O ex-presidente acredita que, se for eleito em outubro, vai pegar um país pior do que pegou em 2003.

“Vocês têm que saber que nós vamos pegar um país pior do que nós pegamos em 2003. A inflação tá maior, a taxa de juros tá maior, o desemprego tá maior, e o que é mais grave: a massa salarial está muito menor. Hoje mais de 80% das categorias profissionais fizeram acordo no ano passado fizeram acordo com menos que a inflação. Ou seja, não conseguiram sequer repor a taxa da inflação”, declarou.

Lula ainda fez questão de relembrar que o presidente Jair Bolsonaro (PL), no auge da pandemia de covid-19, propôs que o auxílio emergencial fosse de R$ 200. A oposição defendeu valor de R$ 600, que acabou aprovado pelo Congresso.

“Depois, ele tirou os R$ 600 e baixou para R$ 400. Agora, esta semana eu vi que ele quer dar os R$ 600. Até dezembro, até dezembro. Ele quer dar R$ 1000 para motoristas de caminhão. Até dezembro. Ele quer dar dinheiro para os taxistas. Até dezembro. Por que esse fascista pensa que o povo vai ser tratado como ignorante ou gado, que ele acha que vai comprar dando programa para seis meses?”, indagou.

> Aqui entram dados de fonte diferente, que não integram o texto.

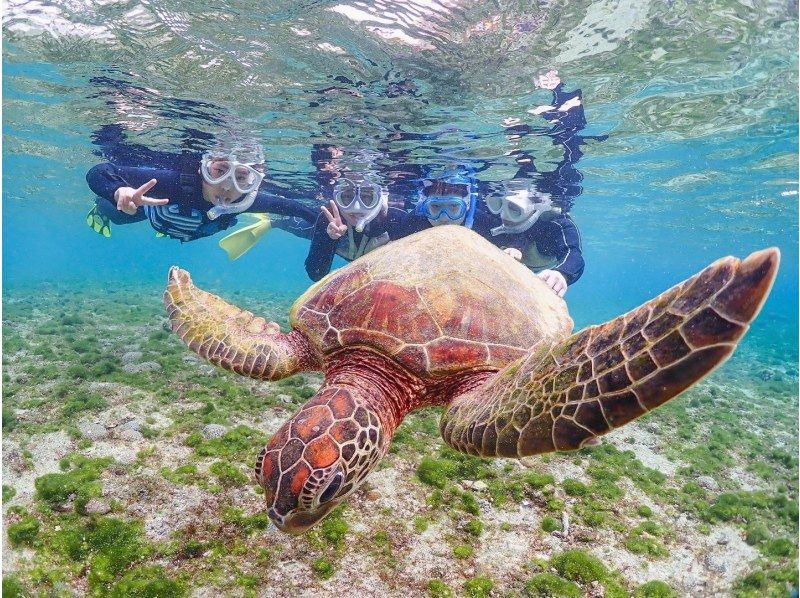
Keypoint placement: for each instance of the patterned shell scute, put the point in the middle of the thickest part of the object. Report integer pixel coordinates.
(439, 302)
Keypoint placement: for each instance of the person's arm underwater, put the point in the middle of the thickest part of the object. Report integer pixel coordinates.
(328, 229)
(560, 238)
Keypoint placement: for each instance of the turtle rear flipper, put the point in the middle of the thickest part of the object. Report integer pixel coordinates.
(608, 375)
(233, 338)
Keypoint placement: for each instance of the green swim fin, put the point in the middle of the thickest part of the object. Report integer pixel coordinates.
(99, 223)
(242, 240)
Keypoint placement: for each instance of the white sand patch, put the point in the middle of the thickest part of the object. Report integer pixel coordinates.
(646, 446)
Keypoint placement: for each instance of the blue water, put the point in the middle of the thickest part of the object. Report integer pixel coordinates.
(701, 159)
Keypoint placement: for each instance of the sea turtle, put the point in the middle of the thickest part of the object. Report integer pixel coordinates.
(445, 318)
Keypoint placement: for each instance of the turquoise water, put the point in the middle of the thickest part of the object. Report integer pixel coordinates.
(700, 108)
(699, 103)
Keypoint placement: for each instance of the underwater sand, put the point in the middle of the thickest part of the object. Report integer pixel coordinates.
(153, 492)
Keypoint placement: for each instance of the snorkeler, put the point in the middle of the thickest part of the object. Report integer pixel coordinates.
(534, 206)
(450, 199)
(196, 197)
(537, 233)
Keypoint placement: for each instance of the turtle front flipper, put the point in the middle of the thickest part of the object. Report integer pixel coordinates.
(603, 377)
(231, 337)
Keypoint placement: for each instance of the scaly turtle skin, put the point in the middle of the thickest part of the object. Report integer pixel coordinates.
(445, 318)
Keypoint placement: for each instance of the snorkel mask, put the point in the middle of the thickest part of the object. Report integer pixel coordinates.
(440, 202)
(226, 170)
(361, 197)
(520, 207)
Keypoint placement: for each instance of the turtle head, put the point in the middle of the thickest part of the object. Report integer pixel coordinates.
(319, 457)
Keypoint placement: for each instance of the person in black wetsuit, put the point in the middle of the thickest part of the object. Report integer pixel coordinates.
(352, 219)
(535, 224)
(185, 196)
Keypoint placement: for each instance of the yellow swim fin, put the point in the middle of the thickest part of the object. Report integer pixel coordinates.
(99, 223)
(242, 240)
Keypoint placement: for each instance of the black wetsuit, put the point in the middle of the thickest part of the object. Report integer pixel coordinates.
(185, 216)
(555, 238)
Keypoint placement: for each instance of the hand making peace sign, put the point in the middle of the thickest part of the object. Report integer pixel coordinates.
(129, 199)
(336, 227)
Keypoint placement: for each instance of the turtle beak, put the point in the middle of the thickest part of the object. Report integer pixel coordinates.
(298, 523)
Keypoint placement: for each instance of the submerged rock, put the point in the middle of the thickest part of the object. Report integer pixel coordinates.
(92, 431)
(97, 507)
(715, 563)
(131, 357)
(131, 435)
(145, 366)
(212, 431)
(131, 424)
(707, 482)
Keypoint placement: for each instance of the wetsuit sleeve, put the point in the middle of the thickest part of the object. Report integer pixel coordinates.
(320, 254)
(560, 238)
(104, 180)
(400, 223)
(270, 203)
(572, 119)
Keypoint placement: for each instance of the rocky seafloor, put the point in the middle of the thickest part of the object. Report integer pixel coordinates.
(127, 472)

'Uma banana' para Bolsonaro

Após destacar que a ajuda e os benefícios previstos na PEC (Proposta de Emenda à Constituição) - que ainda depende de aprovação do Congresso - só valerão "até dezembro", Lula aconselhou a população:

"Não recuse o dinheiro. Mas na hora do voto é preciso votar em quem vai cuidar desse país. O conselho que eu quero dar para vocês é o seguinte: se o dinheiro cair na conta de vocês, peguem e comprem o que comer. E na hora de votar deem uma banana pra ele [Bolsonaro] e votem para agente mudar a história deste país", declarou.

O evento em Diadema apresentou a chapa do pré-candidato do PT ao governo de São Paulo, Fernando Haddad, com o ex-governador Márcio França (PSB) como candidato ao Senado. França desistiu da candidatura ao governo para ajudar a consolidar a aliança nacional entre PT e PSB.